Por eso, la experiencia de la gracia estará siempre en relación con la desproporción, con la desmesura. "Soy yo demasiado pequeño para toda la misericordia y toda la fidelidad que has querido usar conmigo", decía Jacob (Gn/32/11) y eso es lo que experimentamos deslumbrados al saber que somos queridos sin merecerlo y que sólo podemos responder a ese amor reconociéndolo con "un corazón que desborda agradecimiento" (Col. 2,7). Pero, aunque la gracia es tan desmesurada y tan imprevisible, se adapta mansamente a esos dos ejes de nuestra existencia humana que son el tiempo y el espacio y es en medio de ese horizonte, tan limitado, donde se las arregla para hacerse sentir.
Los evangelistas nombran constantemente lugares concretos de la geografía de Palestina, conscientes de que lo que se juega en ellos es, nada menos, que la verdad de la encarnación del Verbo. Y eso aunque casi ningún lector de hoy sepa con precisión por donde quedan Iturea, Traconítide o Abilene.
Son nombres que guardan para nosotros la memoria de un encuentro: una casa de Nazaret, un descampado a las afueras de Belén, un pozo de Siquem, la orilla oeste del lago de Tiberíades, un árbol a la salida de Jericó, Betania, la habitación alta de una casa de Jerusalén... De esos lugares y de otros muchos, gentes que vivieron antes que nosotros dan testimonio de que, precisamente allí, fueron alcanzados por la gracia: "Vosotros sabéis lo sucedido en toda Judea, aunque la cosa empezó en Galilea..." (Hech. 10,37).
GRACIA/LUGARES: No son lugares mágicos y nuestra experiencia creyente no está vinculada físicamente a ellos.

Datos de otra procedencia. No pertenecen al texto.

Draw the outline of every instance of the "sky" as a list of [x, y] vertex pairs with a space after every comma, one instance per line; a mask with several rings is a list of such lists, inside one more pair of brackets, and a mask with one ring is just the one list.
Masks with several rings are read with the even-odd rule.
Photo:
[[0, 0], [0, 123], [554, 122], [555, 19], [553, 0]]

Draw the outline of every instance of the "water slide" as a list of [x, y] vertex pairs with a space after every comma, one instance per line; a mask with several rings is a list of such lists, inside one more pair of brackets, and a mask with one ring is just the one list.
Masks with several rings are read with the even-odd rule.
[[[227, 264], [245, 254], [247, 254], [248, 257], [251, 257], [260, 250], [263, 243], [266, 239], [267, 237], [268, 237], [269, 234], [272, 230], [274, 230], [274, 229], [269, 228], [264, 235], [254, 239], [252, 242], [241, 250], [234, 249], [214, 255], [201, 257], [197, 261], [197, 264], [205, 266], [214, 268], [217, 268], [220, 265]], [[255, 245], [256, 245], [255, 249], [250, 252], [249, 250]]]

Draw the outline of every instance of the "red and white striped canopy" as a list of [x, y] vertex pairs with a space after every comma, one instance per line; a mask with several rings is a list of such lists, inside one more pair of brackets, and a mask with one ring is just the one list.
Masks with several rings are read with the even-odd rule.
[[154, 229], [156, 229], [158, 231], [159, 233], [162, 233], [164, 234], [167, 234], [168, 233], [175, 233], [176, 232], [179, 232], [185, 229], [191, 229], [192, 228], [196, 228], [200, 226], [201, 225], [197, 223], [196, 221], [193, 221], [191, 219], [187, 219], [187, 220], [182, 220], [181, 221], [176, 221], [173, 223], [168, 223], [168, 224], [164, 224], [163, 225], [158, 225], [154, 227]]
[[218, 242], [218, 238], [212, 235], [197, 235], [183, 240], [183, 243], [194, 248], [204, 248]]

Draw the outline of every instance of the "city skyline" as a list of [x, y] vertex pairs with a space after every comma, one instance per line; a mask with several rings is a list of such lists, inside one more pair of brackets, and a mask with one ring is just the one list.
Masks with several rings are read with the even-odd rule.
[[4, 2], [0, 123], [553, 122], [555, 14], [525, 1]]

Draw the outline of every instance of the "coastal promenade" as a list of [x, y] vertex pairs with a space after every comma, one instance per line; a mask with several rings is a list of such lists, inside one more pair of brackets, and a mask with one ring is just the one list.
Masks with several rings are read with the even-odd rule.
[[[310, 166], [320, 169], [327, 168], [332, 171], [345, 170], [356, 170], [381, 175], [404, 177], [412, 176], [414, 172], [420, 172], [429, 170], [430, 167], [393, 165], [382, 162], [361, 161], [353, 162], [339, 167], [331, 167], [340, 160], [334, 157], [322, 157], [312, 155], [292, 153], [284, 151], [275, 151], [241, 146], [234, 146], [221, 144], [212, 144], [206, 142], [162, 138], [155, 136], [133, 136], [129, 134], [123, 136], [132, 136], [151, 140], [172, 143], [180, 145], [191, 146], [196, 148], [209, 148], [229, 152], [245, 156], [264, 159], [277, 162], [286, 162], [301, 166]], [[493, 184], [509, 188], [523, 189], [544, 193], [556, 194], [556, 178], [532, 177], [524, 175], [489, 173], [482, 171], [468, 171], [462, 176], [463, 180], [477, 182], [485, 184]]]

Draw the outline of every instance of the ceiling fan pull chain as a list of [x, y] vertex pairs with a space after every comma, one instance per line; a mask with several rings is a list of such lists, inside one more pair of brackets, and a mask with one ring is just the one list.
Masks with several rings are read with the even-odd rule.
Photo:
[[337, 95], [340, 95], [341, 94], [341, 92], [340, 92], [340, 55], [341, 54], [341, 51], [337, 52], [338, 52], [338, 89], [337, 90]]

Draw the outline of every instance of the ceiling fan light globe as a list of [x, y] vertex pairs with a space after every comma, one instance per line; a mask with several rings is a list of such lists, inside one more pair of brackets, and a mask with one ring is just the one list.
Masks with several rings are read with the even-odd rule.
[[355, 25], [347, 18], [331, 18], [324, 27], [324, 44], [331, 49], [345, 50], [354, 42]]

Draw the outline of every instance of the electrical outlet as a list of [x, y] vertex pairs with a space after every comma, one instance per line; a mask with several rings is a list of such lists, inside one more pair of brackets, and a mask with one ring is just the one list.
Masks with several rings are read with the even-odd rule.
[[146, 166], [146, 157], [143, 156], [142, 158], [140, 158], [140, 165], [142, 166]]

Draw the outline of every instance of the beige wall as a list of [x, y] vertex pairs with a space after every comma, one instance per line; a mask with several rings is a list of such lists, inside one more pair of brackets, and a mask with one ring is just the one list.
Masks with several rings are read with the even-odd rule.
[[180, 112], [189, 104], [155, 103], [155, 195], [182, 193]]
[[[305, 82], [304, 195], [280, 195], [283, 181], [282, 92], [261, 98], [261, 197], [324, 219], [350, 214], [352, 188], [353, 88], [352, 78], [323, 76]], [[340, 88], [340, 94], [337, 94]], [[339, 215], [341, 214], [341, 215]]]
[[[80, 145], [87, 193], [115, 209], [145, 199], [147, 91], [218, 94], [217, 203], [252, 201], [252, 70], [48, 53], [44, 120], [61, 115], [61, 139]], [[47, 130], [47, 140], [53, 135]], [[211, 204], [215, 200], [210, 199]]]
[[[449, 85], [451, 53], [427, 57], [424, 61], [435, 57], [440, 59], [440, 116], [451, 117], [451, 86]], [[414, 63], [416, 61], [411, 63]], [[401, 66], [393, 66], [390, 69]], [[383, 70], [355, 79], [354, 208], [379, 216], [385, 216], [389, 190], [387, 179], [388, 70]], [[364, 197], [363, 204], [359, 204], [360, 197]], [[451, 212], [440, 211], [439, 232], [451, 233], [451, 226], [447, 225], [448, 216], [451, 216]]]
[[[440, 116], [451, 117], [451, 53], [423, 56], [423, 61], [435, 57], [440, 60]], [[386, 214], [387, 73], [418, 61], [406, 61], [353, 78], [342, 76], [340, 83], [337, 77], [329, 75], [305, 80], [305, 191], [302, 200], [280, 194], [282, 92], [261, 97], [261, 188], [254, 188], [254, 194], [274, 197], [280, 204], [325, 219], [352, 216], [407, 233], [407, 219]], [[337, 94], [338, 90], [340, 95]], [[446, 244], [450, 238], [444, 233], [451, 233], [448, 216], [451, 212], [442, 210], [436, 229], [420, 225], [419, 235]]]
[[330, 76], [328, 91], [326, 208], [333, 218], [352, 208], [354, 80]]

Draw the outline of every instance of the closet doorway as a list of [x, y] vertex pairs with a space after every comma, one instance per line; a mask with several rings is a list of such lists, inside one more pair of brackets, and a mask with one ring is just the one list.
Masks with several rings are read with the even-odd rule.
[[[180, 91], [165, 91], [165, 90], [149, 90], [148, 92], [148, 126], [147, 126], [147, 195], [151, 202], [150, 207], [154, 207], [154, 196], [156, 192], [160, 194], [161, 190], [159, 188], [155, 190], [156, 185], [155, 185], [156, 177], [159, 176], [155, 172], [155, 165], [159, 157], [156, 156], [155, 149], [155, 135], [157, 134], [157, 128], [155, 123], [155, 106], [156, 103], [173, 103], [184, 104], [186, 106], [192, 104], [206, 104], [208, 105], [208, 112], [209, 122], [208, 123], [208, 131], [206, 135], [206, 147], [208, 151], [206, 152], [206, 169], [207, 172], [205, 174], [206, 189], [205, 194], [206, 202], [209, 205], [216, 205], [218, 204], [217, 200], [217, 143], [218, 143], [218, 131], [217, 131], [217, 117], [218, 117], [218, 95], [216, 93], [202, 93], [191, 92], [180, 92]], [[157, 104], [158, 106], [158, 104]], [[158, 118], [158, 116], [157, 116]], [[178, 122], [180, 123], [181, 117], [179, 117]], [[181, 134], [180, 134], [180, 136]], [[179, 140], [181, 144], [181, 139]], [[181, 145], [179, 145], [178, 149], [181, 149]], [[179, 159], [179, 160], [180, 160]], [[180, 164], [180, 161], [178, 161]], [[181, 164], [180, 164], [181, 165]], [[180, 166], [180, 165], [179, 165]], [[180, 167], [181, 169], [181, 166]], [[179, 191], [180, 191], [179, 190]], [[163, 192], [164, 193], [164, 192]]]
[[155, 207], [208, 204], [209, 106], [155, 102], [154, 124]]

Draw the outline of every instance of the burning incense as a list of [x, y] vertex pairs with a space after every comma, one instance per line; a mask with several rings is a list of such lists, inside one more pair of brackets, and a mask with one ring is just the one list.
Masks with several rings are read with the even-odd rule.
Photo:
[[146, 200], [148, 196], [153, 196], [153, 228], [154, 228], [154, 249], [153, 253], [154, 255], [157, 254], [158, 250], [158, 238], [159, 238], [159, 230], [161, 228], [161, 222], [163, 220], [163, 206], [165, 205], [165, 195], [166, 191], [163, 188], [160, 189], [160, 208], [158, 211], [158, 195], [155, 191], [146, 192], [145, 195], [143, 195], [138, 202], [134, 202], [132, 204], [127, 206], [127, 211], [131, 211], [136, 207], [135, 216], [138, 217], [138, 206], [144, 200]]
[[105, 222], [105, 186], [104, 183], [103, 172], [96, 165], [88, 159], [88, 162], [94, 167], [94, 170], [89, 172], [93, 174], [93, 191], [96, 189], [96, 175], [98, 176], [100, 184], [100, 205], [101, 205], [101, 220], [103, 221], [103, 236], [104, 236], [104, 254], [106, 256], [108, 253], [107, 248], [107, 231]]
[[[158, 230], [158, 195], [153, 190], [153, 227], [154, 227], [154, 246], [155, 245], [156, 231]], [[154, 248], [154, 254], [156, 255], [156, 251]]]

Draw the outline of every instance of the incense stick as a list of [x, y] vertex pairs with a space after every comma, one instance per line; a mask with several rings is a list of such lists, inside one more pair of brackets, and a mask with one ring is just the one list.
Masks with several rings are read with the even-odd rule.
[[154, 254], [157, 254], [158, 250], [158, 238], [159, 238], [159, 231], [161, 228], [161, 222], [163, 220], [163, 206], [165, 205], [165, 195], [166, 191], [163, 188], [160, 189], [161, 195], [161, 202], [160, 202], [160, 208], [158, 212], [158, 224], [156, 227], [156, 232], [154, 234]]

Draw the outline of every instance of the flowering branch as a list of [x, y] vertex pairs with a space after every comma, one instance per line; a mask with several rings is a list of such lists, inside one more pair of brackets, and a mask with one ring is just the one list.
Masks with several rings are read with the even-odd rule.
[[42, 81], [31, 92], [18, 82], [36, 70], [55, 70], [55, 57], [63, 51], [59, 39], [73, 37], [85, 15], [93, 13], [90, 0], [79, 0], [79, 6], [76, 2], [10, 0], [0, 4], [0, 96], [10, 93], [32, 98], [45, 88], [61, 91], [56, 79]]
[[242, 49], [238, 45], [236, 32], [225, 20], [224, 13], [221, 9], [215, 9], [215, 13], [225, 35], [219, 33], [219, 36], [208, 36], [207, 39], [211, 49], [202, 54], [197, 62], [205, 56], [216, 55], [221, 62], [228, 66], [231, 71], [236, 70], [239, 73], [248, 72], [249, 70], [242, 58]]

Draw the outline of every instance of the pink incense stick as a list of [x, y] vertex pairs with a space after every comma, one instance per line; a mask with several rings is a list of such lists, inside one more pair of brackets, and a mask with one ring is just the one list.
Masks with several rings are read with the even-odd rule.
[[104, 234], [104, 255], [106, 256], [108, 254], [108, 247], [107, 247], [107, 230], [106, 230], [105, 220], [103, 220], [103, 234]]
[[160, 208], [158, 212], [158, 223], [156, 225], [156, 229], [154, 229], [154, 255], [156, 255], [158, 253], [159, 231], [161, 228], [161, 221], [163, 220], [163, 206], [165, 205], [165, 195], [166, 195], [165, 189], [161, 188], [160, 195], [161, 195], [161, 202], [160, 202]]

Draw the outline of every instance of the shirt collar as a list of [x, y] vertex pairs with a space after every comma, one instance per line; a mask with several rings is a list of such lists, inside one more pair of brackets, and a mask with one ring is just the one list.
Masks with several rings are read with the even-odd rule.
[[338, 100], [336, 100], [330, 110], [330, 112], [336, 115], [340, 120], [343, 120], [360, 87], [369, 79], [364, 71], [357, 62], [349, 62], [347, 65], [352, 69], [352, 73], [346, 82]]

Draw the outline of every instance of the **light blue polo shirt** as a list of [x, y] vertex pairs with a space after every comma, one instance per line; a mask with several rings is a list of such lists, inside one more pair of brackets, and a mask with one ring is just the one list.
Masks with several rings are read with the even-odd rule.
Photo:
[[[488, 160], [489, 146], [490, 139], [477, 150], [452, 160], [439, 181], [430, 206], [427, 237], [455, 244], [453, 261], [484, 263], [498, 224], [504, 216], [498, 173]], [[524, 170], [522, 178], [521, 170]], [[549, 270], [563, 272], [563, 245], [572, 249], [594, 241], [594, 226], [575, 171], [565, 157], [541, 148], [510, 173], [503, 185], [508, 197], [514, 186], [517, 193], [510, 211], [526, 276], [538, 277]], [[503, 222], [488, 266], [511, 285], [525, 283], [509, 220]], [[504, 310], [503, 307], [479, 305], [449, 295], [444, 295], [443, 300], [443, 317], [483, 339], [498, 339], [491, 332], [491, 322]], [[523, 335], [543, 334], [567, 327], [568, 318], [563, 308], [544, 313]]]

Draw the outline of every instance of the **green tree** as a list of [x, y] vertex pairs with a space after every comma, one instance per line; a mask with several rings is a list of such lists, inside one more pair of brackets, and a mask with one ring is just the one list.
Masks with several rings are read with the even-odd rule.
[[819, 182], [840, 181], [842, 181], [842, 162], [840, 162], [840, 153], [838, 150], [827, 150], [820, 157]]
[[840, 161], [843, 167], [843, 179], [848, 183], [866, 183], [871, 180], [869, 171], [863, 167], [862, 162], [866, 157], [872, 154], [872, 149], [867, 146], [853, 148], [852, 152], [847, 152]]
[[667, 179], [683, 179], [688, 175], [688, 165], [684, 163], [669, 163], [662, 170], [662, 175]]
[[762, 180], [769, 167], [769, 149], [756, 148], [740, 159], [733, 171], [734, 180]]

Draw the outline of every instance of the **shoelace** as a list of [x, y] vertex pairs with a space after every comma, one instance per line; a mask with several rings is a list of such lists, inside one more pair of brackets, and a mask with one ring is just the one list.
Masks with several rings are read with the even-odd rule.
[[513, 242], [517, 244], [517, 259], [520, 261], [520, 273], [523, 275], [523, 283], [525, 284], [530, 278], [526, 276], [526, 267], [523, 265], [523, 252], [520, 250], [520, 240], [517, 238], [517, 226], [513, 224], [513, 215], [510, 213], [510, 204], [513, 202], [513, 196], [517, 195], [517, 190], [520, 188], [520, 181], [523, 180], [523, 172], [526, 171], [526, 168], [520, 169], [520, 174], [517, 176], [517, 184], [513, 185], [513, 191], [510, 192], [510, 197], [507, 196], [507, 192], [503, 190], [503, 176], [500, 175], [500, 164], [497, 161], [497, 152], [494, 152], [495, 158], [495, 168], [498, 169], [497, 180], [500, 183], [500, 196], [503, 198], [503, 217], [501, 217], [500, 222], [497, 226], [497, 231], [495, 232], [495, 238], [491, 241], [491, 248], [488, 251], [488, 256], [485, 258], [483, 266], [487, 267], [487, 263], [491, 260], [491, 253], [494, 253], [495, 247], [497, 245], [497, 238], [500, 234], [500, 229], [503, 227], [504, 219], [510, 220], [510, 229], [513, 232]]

Ahora, cada seguidor de Jesús está invitado a reconocer los lugares concretos por los que la gracia se va cruzando en su camino y a descubrir esa geografía secreta y única para cada uno de nosotros. (Una Iglesia románica en Guipúzcoa, la carretera de Huerta a Iruecha, un trayecto en autobús por Getafe, bajo la lluvia; el jardín de las clarisas en Nazaret. Serían como las cuatro de la tarde).
Guardamos en la memoria el recuerdo de lugares que son en nuestra vida como esos mojones que siguen marcando el camino aunque lo haya borrado la nieve, o como aquel paisaje que, de pronto, se hace familiar y nos permite volver a casa cuando nos habíamos perdido. A veces, en esos momentos en que se da el milagro de la comunicación profunda, otros nos hablan de sus lagares de gracia y, desde ese momento, pasan a ser algo nuestro, tan familiar como la forma de las manos del amigo o su modo peculiar de hablar o de caminar.
Al recordar estos testimonios y ponerlos a la luz de aquellas otras experiencias originales de gracia que nos ofrece la Biblia, creo que muchos de ellos podrían agruparse en algunos lugares-tipo que expresan distintas situaciones de nuestra vida creyente: la casa, el desierto, el camino. Al reflexionar sobre ellos, sorprende descubrir cómo esos lugares (y los hombres y mujeres que son visitados en ellos...) encuentran, por un lado, la plenitud de su significado y, a la vez, son transformados en algo otro, son trascendidos y como empujados más allá de ellos mismos por la "eficacia de la poderosa fuerza de la gracia" (Ef. 1,9).